Governments will also need to consider how these systems interact with environmental reporting, food certification programs and animal-welfare oversight. If digital infrastructure becomes necessary for market participation, policymakers must ensure that smaller producers are not structurally disadvantaged.
These questions are beginning to surface internationally, but governance frameworks remain largely undeveloped.
Three practical steps that Canada can take
First, recognize biological digital twins as emerging strategic infrastructure rather than simply another category of agricultural technology. These systems connect artificial intelligence with climate monitoring, environmental verification and food-production management.
Second, invest in real-world demonstration environments. Canada needs living laboratories where researchers, producers and regulators can evaluate digital-twin technologies under realistic biological and climatic conditions.
Third, develop governance frameworks alongside technological innovation. Standards for data stewardship, interoperability and system reliability should evolve in parallel with technological development rather than after widespread adoption.
Public trust will depend on demonstrating that intelligent systems embedded in food production operate transparently, responsibly and in the public interest.
The significance of biological digital twins extends well beyond agriculture.
Climate change, biodiversity pressures and rising global food demand are increasing the complexity of managing living systems. Governments and industries will increasingly rely on predictive tools to balance productivity, environmental sustainability and risk management.
Artificial intelligence capable of modelling living environments responsibly will become a critical capability.
Canada often describes itself as a leader in responsible artificial intelligence. Achieving that ambition will require looking beyond software platforms and urban applications.

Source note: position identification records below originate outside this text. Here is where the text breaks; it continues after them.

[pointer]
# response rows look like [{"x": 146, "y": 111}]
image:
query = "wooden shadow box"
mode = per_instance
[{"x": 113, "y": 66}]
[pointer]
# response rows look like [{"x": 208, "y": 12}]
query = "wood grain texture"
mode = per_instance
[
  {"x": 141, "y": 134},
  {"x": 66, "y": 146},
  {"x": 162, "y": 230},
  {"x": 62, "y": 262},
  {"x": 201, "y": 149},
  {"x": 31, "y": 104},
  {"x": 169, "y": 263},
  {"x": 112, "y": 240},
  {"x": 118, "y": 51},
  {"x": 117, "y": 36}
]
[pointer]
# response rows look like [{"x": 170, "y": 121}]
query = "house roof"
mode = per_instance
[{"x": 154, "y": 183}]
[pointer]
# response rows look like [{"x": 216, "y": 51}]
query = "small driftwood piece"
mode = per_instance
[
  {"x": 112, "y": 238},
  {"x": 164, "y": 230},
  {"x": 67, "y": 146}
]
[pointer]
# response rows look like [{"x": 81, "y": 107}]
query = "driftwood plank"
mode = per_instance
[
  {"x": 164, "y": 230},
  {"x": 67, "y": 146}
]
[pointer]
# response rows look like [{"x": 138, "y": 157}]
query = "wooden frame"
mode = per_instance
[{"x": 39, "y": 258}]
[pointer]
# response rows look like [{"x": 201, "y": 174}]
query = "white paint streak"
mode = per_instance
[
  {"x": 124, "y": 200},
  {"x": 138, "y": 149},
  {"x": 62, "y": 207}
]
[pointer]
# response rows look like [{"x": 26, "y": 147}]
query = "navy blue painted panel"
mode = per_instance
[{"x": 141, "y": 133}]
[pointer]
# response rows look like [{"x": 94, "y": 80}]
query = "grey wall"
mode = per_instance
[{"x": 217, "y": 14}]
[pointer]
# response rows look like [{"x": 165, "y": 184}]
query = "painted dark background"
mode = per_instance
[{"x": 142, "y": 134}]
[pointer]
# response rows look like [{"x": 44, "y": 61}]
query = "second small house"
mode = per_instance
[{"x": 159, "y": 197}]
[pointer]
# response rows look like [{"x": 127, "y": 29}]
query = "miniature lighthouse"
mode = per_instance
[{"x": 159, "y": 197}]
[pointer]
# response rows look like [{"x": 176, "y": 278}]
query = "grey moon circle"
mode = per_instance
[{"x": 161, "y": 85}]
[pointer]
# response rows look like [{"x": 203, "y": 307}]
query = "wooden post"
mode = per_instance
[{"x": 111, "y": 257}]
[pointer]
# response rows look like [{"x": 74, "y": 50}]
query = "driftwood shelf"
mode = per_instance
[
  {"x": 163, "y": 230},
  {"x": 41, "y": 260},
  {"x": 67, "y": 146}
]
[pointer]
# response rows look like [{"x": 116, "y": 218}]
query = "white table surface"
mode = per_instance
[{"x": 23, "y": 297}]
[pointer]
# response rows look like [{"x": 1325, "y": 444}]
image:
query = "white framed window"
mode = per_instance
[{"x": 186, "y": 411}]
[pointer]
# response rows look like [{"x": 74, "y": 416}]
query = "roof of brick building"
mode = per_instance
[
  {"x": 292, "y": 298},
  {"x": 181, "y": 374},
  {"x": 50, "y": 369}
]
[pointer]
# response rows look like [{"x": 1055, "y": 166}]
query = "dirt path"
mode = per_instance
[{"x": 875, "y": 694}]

Some of the most consequential AI systems of the coming decades will operate in farms, forests, supply chains and environmental monitoring networks where digital intelligence interacts directly with living systems.
Biological digital twins represent one of the earliest manifestations of that shift.
Canada has the research capacity, agricultural diversity and governance credibility to help define this emerging field. Doing so would not only strengthen domestic innovation. It would position the country at the forefront of the emerging intersection of artificial intelligence, climate adaptation and food security.
If Canada wants to lead where AI, climate and living systems converge, biological digital twins are a frontier worth claiming.